【放射能漏れ】「給食40ベクレル」ドタバタ文科省 厚労省から批判の声、被災地も不満つのらせるより転載
2011.12.17 23:01 sankeibiz
学校給食の食材に含まれる放射性物質の濃度に絡み「1キロ当たり40ベクレル以下」との基準が独り歩きした問題で、二転三転した文部科学省の対応に、食品の安全を担う厚生労働省から批判が噴出している。被災地からも政府に対し「その場しのぎの対応がまた混乱を招いた」との声がもれる。

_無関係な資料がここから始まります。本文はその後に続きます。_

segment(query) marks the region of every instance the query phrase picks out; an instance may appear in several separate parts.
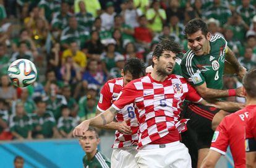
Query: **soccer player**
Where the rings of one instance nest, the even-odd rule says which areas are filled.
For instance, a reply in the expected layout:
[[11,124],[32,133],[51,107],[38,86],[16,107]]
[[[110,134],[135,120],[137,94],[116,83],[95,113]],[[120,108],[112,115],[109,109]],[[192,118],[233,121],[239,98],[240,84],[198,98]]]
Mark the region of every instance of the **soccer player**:
[[[222,90],[225,60],[233,65],[239,78],[242,78],[246,70],[241,66],[234,53],[228,47],[226,41],[221,36],[211,35],[207,23],[200,19],[190,20],[185,27],[185,34],[190,49],[185,54],[181,64],[182,76],[195,87],[204,99],[220,98],[228,96],[244,96],[242,88]],[[227,114],[226,111],[202,104],[190,103],[187,105],[185,117],[191,119],[188,122],[186,136],[192,135],[188,143],[195,141],[193,146],[197,155],[198,167],[207,154],[214,131],[220,120]],[[211,123],[213,120],[213,123]],[[192,132],[190,133],[190,132]],[[184,135],[185,136],[185,135]],[[192,158],[194,156],[192,156]],[[195,157],[196,158],[196,157]],[[195,159],[196,160],[196,159]],[[195,162],[195,163],[194,163]],[[196,165],[196,161],[193,161]],[[194,166],[194,167],[196,167]]]
[[112,122],[119,111],[134,103],[139,125],[139,150],[135,156],[137,166],[191,167],[187,148],[179,142],[179,131],[184,129],[186,122],[179,120],[180,107],[184,99],[220,108],[237,104],[231,103],[234,104],[230,106],[223,102],[210,104],[184,78],[171,75],[176,54],[181,51],[179,45],[173,41],[160,42],[153,53],[153,72],[126,85],[108,110],[82,122],[75,128],[74,135],[82,136],[89,125],[99,127]]
[[[102,88],[96,112],[96,115],[111,106],[117,99],[120,91],[129,82],[145,75],[145,69],[144,64],[140,59],[137,58],[128,59],[121,72],[123,77],[110,80]],[[139,125],[134,104],[132,103],[127,104],[117,113],[115,118],[117,122],[113,122],[101,127],[116,130],[115,141],[113,146],[114,149],[111,156],[111,167],[136,167],[134,158],[137,153],[136,147],[139,137],[137,133]],[[129,125],[132,130],[131,134],[129,130],[126,129],[126,127],[122,127],[120,124],[124,120],[130,120]]]
[[109,159],[97,149],[100,139],[95,128],[89,127],[83,135],[79,138],[79,144],[85,152],[83,163],[84,167],[110,167]]
[[256,111],[256,69],[251,70],[245,74],[243,79],[243,85],[246,97],[245,107],[228,115],[221,121],[215,132],[210,151],[203,160],[201,167],[215,167],[215,164],[221,154],[226,154],[228,145],[230,146],[235,167],[246,167],[245,132],[246,136],[250,138],[249,140],[251,143],[253,143],[253,140],[255,143],[254,138],[256,137],[256,118],[253,118],[254,115],[254,117],[255,116]]

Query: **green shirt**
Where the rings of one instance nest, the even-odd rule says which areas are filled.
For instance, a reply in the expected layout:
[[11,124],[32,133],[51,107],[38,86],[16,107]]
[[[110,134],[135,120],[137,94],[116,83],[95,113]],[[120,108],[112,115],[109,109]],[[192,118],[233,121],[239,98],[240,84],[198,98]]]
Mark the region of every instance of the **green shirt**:
[[90,32],[85,27],[79,26],[76,30],[74,30],[68,27],[61,33],[61,44],[70,44],[72,41],[76,41],[80,48],[83,48],[85,42],[90,38]]
[[186,53],[181,62],[183,77],[194,86],[206,83],[207,88],[223,88],[223,78],[227,42],[221,36],[213,36],[210,40],[210,51],[197,56],[192,50]]
[[85,168],[108,168],[110,167],[109,159],[101,154],[100,151],[97,151],[95,156],[88,161],[85,155],[83,158],[83,166]]
[[30,118],[24,114],[20,117],[14,115],[11,117],[10,119],[10,130],[15,132],[23,138],[28,137],[28,132],[32,130],[32,123]]
[[[34,134],[42,134],[45,138],[51,138],[53,135],[53,128],[56,125],[54,117],[51,111],[45,111],[40,116],[37,114],[31,114]],[[40,126],[41,130],[35,130],[36,126]]]
[[59,130],[63,130],[66,133],[69,133],[77,125],[77,120],[71,117],[64,119],[61,117],[58,121],[57,127]]

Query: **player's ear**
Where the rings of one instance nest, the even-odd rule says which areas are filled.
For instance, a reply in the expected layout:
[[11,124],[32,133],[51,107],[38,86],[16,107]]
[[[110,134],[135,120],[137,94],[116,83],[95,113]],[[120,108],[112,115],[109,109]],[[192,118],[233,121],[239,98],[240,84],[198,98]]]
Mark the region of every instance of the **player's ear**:
[[123,77],[124,76],[124,70],[123,69],[121,70],[121,76],[122,76],[122,77]]

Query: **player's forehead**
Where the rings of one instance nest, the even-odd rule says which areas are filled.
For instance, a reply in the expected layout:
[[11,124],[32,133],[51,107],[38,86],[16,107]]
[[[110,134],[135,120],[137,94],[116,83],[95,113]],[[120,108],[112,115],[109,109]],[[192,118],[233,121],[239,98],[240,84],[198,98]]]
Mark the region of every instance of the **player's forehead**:
[[205,36],[203,35],[202,30],[199,30],[194,33],[192,33],[190,35],[187,34],[187,40],[195,40],[198,38],[205,38]]

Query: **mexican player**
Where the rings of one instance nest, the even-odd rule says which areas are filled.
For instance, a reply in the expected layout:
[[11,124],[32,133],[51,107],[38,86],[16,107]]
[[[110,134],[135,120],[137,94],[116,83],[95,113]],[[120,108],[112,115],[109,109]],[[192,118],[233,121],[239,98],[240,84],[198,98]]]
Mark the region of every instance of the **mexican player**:
[[[190,49],[181,64],[182,76],[195,87],[197,93],[204,99],[244,96],[242,87],[222,90],[225,61],[233,65],[240,78],[246,72],[228,47],[226,41],[219,35],[211,37],[207,25],[200,19],[190,20],[184,32]],[[191,146],[197,146],[195,150],[198,150],[197,165],[200,166],[211,144],[214,132],[211,128],[216,128],[222,118],[229,113],[194,103],[189,104],[186,109],[185,117],[191,119],[188,123],[188,131],[192,132],[186,133],[192,135],[189,141],[196,141],[195,145]],[[212,124],[212,120],[216,122]]]
[[[96,114],[100,114],[109,108],[117,99],[120,91],[129,82],[145,75],[145,69],[144,64],[140,59],[128,59],[126,62],[124,69],[122,70],[123,77],[110,80],[102,88]],[[115,117],[117,122],[113,122],[101,127],[116,130],[113,145],[111,167],[137,167],[134,158],[137,153],[136,147],[138,145],[139,125],[134,110],[132,103],[127,104],[117,114]],[[128,126],[130,127],[132,132],[130,129],[122,127],[120,124],[125,120],[130,120]]]
[[[215,167],[229,145],[236,168],[255,167],[256,138],[256,69],[243,78],[245,108],[225,117],[215,132],[209,153],[201,167]],[[245,135],[246,133],[246,135]],[[245,138],[246,136],[246,148]],[[247,159],[245,159],[245,149]]]

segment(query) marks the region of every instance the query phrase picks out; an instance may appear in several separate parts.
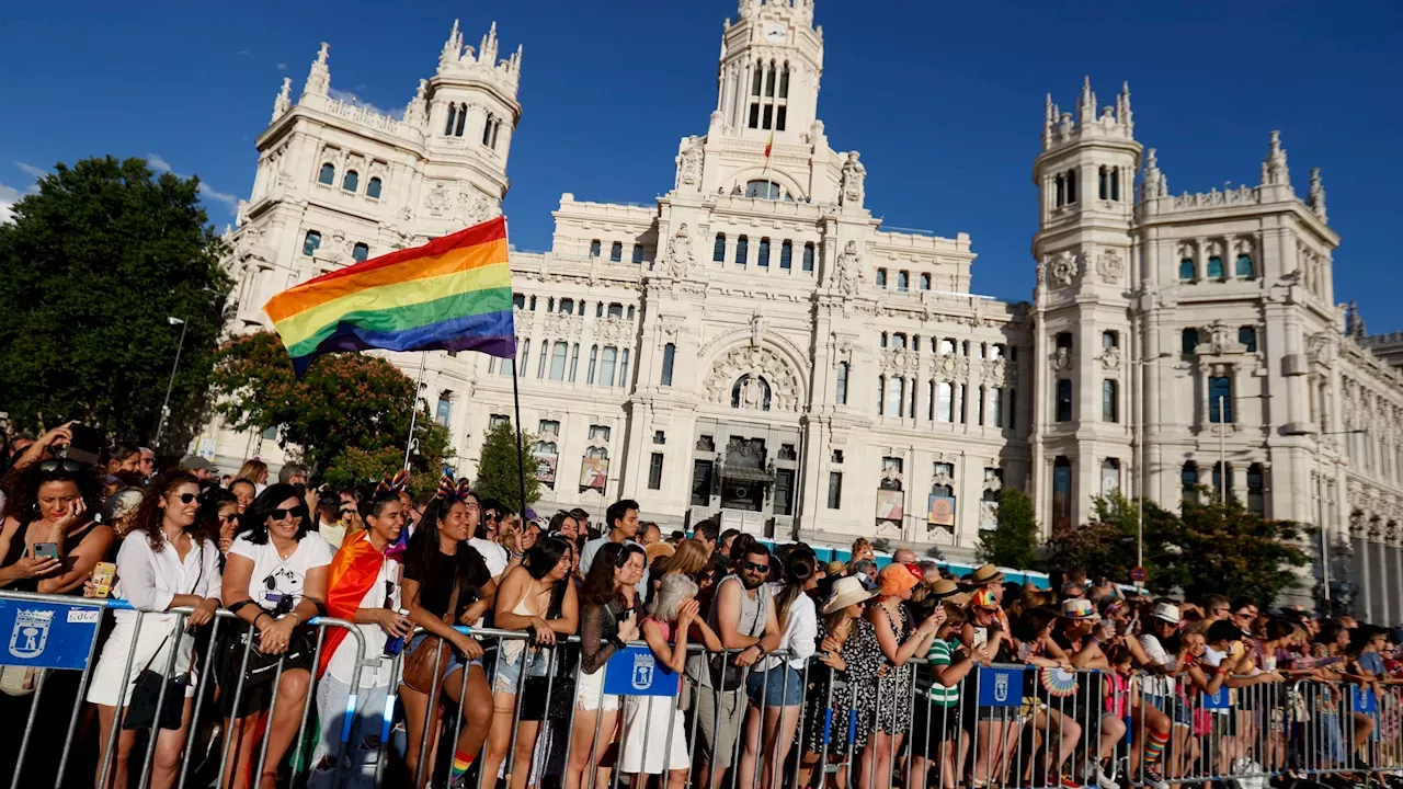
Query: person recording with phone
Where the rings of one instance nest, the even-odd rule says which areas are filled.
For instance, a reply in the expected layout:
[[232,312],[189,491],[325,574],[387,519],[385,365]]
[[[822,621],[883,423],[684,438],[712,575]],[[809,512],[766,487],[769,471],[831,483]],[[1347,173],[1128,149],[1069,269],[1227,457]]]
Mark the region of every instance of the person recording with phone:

発端は、文科省が東北など17都県に送った通知。給食の食材の放射線量を計測する機器を購入する際の補助金申請に関するものだが、購入機種の性能について「検出限界を1キロ当たり40ベクレル以下」と指定。新たな食品の基準と受け取れるような記述をしていた。
森裕子文科副大臣も通知直後の会見で、「40ベクレルを上回る食材は給食で使わないようにとの方針を示したのか」と問われ、「そのように考えていただいて結構」と発言。このため「給食は40ベクレルが安全目安」と報道された。

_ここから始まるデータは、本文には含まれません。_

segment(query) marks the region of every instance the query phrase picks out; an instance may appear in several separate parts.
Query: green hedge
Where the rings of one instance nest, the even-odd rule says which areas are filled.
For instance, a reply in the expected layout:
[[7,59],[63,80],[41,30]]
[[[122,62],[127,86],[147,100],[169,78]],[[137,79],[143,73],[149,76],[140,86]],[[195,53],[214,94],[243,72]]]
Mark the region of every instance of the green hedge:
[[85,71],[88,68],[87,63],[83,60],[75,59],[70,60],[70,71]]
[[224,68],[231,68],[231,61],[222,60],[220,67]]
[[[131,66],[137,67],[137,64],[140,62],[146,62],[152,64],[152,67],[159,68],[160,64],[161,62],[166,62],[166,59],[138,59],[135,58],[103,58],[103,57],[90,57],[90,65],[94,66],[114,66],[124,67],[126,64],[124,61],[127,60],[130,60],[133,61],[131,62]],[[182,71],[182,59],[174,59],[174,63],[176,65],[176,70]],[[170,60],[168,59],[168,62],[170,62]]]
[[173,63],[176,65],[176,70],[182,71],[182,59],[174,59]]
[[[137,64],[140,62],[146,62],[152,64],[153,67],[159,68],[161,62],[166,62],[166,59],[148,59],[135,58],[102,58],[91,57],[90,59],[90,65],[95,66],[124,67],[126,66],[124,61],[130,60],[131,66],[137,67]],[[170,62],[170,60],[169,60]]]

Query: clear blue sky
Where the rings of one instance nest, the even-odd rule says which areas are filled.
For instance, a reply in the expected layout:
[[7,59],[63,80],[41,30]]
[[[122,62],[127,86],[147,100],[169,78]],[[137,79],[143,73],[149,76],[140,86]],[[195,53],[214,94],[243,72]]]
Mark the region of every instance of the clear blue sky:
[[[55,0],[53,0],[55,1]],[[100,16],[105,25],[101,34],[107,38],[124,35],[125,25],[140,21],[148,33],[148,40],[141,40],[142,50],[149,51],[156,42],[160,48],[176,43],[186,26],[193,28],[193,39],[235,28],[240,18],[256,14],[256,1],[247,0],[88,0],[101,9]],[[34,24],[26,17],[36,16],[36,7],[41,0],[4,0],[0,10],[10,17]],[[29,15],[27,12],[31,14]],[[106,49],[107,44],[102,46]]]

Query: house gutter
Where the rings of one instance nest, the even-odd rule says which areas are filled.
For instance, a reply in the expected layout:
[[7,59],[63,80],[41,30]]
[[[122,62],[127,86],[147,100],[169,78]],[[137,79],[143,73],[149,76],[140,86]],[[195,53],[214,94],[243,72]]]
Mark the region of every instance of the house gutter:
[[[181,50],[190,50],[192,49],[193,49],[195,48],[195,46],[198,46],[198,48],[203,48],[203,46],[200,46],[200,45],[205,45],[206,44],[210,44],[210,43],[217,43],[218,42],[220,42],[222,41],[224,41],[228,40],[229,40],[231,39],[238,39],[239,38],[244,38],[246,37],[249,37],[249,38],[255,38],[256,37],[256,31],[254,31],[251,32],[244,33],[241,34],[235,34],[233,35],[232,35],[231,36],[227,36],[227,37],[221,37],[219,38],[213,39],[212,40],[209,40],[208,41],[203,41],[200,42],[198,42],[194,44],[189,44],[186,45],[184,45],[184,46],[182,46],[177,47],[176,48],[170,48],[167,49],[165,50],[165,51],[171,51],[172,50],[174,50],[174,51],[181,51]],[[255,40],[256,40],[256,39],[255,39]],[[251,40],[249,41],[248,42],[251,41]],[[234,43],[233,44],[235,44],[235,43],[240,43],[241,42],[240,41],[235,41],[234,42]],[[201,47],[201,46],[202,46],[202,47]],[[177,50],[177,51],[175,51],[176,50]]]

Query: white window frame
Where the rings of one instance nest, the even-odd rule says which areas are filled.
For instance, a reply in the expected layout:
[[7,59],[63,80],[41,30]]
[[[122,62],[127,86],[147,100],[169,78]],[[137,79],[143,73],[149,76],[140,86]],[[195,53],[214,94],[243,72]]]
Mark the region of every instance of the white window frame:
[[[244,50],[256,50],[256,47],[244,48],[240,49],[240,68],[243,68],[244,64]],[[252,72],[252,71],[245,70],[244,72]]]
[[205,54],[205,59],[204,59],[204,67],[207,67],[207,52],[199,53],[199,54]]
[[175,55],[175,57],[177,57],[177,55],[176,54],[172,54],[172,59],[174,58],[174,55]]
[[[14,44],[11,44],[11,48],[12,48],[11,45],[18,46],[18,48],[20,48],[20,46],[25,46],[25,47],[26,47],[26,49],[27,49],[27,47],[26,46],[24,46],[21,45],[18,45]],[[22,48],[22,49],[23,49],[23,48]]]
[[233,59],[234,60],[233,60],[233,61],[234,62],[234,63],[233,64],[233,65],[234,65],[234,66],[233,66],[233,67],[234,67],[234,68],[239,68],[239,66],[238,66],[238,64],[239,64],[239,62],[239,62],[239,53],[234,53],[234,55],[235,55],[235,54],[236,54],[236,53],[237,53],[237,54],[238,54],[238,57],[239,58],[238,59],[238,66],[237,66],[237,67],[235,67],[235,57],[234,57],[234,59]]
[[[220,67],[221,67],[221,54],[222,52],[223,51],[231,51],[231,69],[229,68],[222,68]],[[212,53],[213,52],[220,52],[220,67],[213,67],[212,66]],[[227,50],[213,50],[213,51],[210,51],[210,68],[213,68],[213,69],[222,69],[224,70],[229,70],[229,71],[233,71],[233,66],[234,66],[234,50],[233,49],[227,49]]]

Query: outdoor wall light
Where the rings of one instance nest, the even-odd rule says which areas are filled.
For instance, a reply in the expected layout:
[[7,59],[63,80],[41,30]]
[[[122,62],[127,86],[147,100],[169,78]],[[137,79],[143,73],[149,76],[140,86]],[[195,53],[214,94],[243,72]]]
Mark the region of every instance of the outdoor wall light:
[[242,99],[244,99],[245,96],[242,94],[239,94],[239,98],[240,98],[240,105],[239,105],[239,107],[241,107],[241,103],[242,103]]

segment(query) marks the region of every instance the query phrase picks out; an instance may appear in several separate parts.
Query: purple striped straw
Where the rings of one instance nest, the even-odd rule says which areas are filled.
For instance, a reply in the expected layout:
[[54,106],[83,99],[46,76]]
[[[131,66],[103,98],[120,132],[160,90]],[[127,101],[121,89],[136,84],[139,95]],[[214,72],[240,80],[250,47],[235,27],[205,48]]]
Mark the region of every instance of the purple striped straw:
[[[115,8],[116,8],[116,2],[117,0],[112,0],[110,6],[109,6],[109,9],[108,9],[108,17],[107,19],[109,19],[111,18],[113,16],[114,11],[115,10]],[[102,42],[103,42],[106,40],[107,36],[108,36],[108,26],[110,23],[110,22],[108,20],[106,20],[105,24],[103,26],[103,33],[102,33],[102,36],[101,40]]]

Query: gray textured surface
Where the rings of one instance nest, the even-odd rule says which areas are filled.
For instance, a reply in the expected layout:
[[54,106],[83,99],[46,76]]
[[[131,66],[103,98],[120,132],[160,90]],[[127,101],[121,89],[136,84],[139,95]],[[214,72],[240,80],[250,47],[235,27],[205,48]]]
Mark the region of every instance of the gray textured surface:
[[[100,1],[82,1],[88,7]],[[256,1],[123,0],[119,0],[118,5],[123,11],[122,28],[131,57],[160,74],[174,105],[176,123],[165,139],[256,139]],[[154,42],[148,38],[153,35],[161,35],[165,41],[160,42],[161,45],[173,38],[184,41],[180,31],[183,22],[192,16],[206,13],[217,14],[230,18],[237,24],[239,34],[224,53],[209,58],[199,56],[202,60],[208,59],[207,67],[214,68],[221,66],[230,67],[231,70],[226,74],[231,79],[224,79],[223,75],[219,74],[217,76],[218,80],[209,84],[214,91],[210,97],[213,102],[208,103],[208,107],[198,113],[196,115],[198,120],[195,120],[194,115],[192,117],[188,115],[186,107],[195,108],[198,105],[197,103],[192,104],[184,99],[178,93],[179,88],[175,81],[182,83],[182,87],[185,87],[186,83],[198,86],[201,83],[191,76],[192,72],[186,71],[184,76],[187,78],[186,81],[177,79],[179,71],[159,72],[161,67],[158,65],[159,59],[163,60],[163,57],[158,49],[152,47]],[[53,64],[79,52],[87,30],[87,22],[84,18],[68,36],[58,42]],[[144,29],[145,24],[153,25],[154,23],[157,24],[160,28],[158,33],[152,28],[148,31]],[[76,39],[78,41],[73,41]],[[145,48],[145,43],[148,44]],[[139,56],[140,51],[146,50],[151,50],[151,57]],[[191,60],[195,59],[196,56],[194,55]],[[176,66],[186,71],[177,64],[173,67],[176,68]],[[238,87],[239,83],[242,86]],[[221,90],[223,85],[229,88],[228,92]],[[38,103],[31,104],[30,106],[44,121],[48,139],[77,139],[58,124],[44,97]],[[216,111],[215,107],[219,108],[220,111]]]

しかし食品中の放射性物質については、牛乳が1キロ当たり200ベクレル、野菜や肉は500ベクレルといった食品衛生法上の暫定基準値があり、厚労省が現在、これに代わる新たな基準値作りを進めている。市町村側から都県や文科省に対し、「新基準なのか」といった問い合わせが相次いだ。

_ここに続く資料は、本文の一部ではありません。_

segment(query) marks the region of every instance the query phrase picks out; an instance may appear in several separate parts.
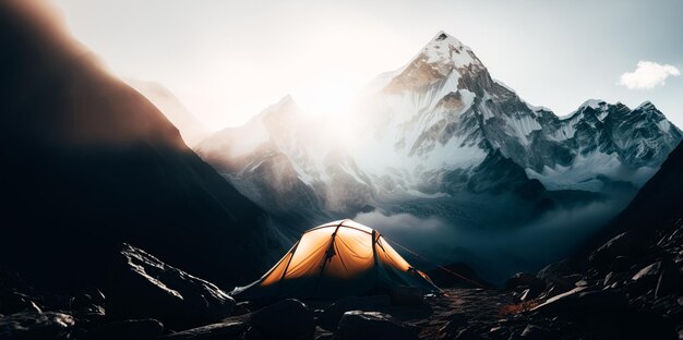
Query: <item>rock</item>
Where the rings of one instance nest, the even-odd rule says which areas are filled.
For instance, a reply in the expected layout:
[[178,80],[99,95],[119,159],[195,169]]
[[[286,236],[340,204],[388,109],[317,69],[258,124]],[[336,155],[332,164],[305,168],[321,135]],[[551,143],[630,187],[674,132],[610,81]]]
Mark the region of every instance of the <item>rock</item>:
[[395,287],[391,290],[395,305],[420,305],[424,302],[422,290],[416,287]]
[[577,287],[566,293],[549,299],[532,311],[562,316],[585,311],[619,309],[625,305],[626,299],[619,292],[588,290],[585,287]]
[[374,296],[349,296],[336,301],[317,318],[319,325],[327,330],[337,329],[337,324],[342,319],[344,313],[349,311],[376,311],[378,308],[385,308],[392,305],[392,300],[388,295],[374,295]]
[[631,279],[634,281],[655,281],[659,277],[661,262],[656,262],[638,270]]
[[462,329],[457,336],[454,338],[455,340],[480,340],[482,337],[477,333],[471,328]]
[[[454,263],[427,271],[429,278],[441,288],[482,288],[493,287],[482,280],[477,271],[465,263]],[[467,279],[464,279],[465,277]]]
[[520,338],[525,340],[553,339],[553,337],[550,336],[550,332],[534,325],[527,325],[527,327],[522,331]]
[[295,299],[283,300],[251,315],[245,339],[313,339],[313,311]]
[[230,315],[235,300],[211,282],[123,244],[107,286],[112,319],[155,318],[171,329],[213,324]]
[[516,292],[529,289],[532,294],[539,294],[546,289],[546,283],[530,274],[517,272],[505,281],[505,288]]
[[590,254],[590,264],[599,271],[607,272],[619,256],[638,255],[646,247],[646,238],[633,231],[623,232]]
[[562,280],[564,277],[575,272],[575,266],[572,262],[564,259],[543,267],[543,269],[538,271],[536,277],[546,282],[552,282],[555,280]]
[[448,317],[448,323],[446,326],[439,329],[439,335],[436,339],[453,339],[463,327],[467,326],[467,317],[463,314],[453,314]]
[[164,325],[155,319],[124,320],[95,327],[83,340],[156,339],[164,333]]
[[55,340],[69,339],[75,321],[62,313],[25,312],[0,318],[0,339]]
[[161,337],[163,340],[230,340],[241,339],[247,329],[244,323],[220,323],[192,328]]
[[40,313],[41,309],[26,294],[15,291],[4,291],[0,293],[0,314],[9,315],[20,312]]
[[391,315],[379,312],[350,311],[344,313],[337,330],[336,340],[417,340],[412,330],[404,327]]
[[635,262],[633,258],[627,256],[616,256],[612,264],[610,265],[610,270],[615,272],[622,272],[631,269]]

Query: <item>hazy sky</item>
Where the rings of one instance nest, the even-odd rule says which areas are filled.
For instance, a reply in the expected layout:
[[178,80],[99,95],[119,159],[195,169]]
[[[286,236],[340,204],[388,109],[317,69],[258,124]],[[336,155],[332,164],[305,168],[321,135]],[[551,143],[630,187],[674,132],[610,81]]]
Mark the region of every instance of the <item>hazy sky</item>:
[[439,31],[470,46],[522,98],[560,116],[589,98],[651,100],[683,126],[680,0],[56,3],[115,73],[166,85],[212,130],[243,123],[287,94],[304,109],[343,112]]

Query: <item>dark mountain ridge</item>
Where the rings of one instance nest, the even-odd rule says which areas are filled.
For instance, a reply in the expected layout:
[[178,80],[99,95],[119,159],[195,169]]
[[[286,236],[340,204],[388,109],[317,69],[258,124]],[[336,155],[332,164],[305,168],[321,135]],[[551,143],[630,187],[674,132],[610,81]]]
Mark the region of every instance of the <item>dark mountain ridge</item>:
[[268,216],[46,5],[3,2],[0,48],[0,266],[77,289],[101,283],[129,242],[230,287],[279,253]]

中川正春文科相は「説明に誤解があった」と釈明したが、その後の文科相発言が混乱に拍車をかけた。40ベクレルについて「食材の法的基準値ではない」と強調しつつも、「新しい基準値が示されるまで、各自治体の判断の参考になるもの」と、再び「食材の目安」との見解を示したのだ。
厚労省担当者は「食品衛生法に基づく規制と異なる数値を使う場合は、その理由をきちんと説明するのが筋」と指摘。別の担当者も「子供優先の政策をアピールしようとするあまり、先走った」と批判した。小宮山洋子厚労相は「政府の中で違ったような意見が出て混乱させたことは大変申し訳ない」と述べたが、福島県教育委員会の担当者は「文科省と厚労省は連携して統一対応を取ってほしい。政府の震災対応では混乱ばかりが目立つ」と不満を募らせている。